特に、中国と香港向けの輸出が大きく落ち込んでおり、それぞれ43.8%と10.5%の減少が報告されています。この背景には、昨年夏にALPS処理水放出が行われた後から、中国と香港の両市場で日本産食品への需要が低迷していることが挙げられます。一方で、これらの市場以外の国・地域向けの輸出は14.3%の増加を記録しており、全体的な輸出減少を一部相殺する形となりました。
品目別の輸出動向では、農産物が前年比で5.7%増加し4,574億円を達成しました。これには、日本食の普及に伴い、欧米市場での需要が増加したソース混合調味料や、健康志向の高まりから抹茶などの需要が増えた緑茶が大きく寄与しています。これに対して、水産物の輸出は19.3%減少し、特に中国市場での需要減退が影響を与えています。
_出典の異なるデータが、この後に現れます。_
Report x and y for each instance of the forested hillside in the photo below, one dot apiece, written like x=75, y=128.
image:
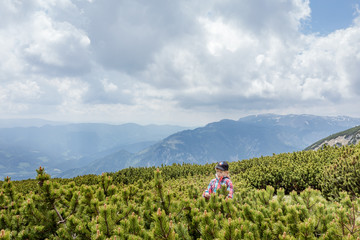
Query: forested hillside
x=300, y=195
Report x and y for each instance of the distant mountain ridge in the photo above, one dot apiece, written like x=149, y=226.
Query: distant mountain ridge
x=62, y=147
x=230, y=140
x=348, y=137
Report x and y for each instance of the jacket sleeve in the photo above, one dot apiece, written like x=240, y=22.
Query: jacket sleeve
x=230, y=188
x=209, y=189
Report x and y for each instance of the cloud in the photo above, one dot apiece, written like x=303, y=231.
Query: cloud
x=88, y=58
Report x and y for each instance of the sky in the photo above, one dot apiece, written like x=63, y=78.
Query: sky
x=187, y=63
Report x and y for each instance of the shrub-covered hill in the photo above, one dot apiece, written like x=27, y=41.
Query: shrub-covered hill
x=300, y=195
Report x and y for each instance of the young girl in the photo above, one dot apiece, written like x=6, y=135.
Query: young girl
x=222, y=178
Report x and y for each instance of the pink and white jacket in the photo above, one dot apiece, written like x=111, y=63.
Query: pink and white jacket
x=216, y=183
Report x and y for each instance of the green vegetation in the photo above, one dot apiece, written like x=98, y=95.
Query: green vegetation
x=301, y=195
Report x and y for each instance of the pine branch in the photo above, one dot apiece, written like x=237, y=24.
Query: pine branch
x=59, y=215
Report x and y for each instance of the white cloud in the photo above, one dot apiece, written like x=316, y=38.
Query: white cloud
x=95, y=58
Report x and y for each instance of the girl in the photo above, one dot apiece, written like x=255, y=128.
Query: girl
x=222, y=178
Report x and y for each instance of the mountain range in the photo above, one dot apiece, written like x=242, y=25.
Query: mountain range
x=348, y=137
x=62, y=147
x=69, y=150
x=230, y=140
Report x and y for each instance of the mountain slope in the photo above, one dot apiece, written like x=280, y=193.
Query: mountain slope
x=59, y=148
x=347, y=137
x=231, y=140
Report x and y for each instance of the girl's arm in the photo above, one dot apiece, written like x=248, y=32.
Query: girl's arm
x=230, y=188
x=209, y=189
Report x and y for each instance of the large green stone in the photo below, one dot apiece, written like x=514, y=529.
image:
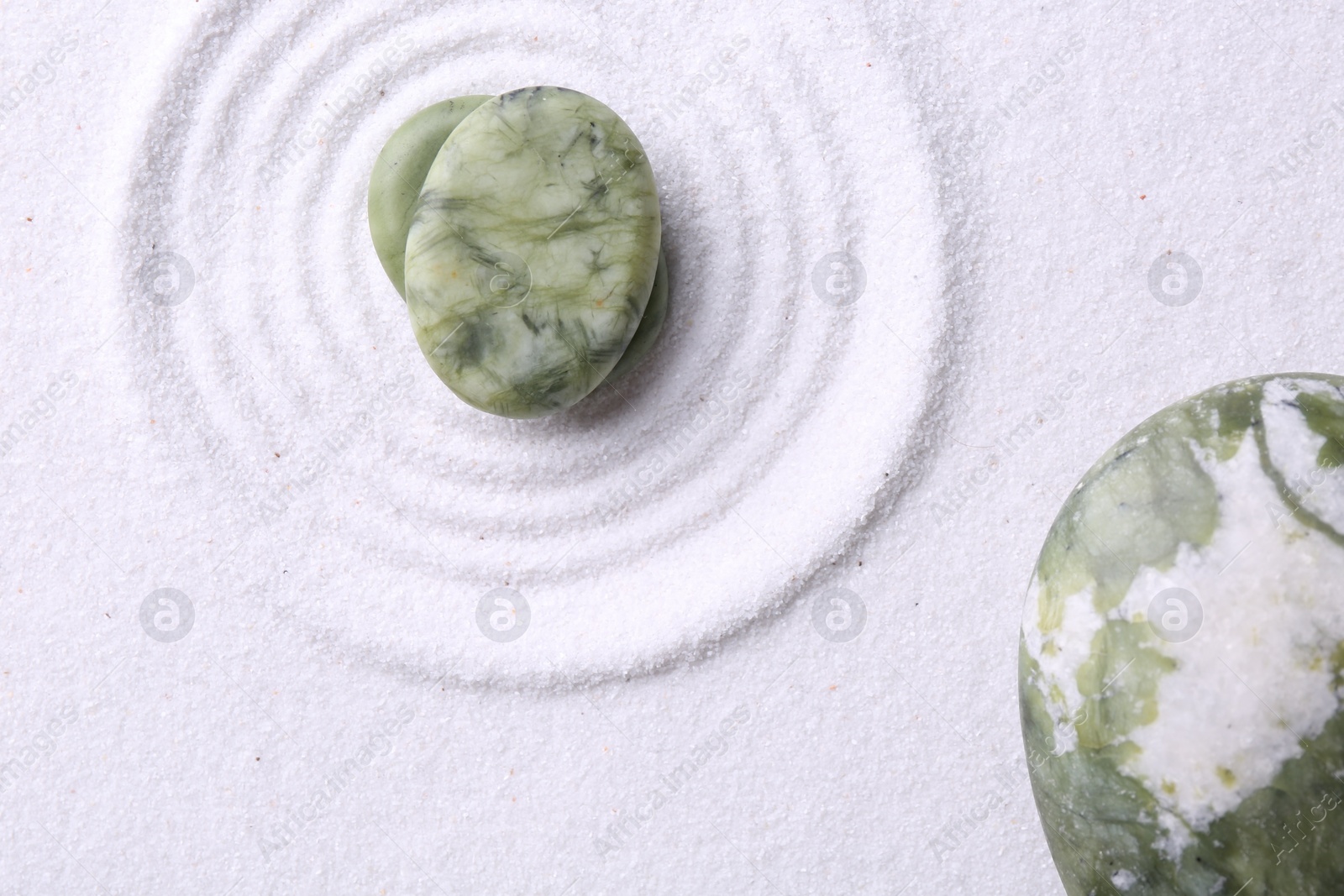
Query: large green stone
x=1182, y=660
x=400, y=174
x=533, y=251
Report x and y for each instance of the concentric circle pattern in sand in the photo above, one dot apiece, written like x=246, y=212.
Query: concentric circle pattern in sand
x=366, y=506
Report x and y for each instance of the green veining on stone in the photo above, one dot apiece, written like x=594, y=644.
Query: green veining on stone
x=533, y=251
x=398, y=175
x=1148, y=506
x=647, y=333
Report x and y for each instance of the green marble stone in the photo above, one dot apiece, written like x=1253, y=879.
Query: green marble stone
x=533, y=251
x=398, y=175
x=1182, y=654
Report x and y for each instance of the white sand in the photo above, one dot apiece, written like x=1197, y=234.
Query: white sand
x=275, y=446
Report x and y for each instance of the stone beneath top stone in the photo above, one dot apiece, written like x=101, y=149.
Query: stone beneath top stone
x=400, y=174
x=533, y=251
x=649, y=327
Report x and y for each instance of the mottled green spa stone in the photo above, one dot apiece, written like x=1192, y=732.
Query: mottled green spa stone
x=400, y=174
x=1189, y=750
x=647, y=333
x=533, y=251
x=394, y=188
輸出先別に見ると、アメリカが輸出額でトップとなり、前年の3位から1位に浮上しました。続いて、香港と中国がそれぞれ2位と3位に位置しています。特にアメリカ市場では、円安による価格競争力の向上も相まって、日本産農産物の需要が堅調に推移していることが輸出額の増加につながっています。
また、品目別にみると、ソース混合調味料や緑茶のほか、ビールや植物性油脂なども増加しており、特に欧米市場での需要拡大が顕著です。一方、ホタテ貝やなまこ、ウイスキーなどの水産物やアルコール飲料は、中国や香港での輸入制限や景気減速の影響で大幅に減少しました。
全体として、農林水産物・食品の輸出は中国と香港市場での困難を抱えつつも、その他の市場での健闘が見られます。今後も世界の市場動向や為替レートの影響を注視しながら、輸出戦略の見直しが必要となるでしょう。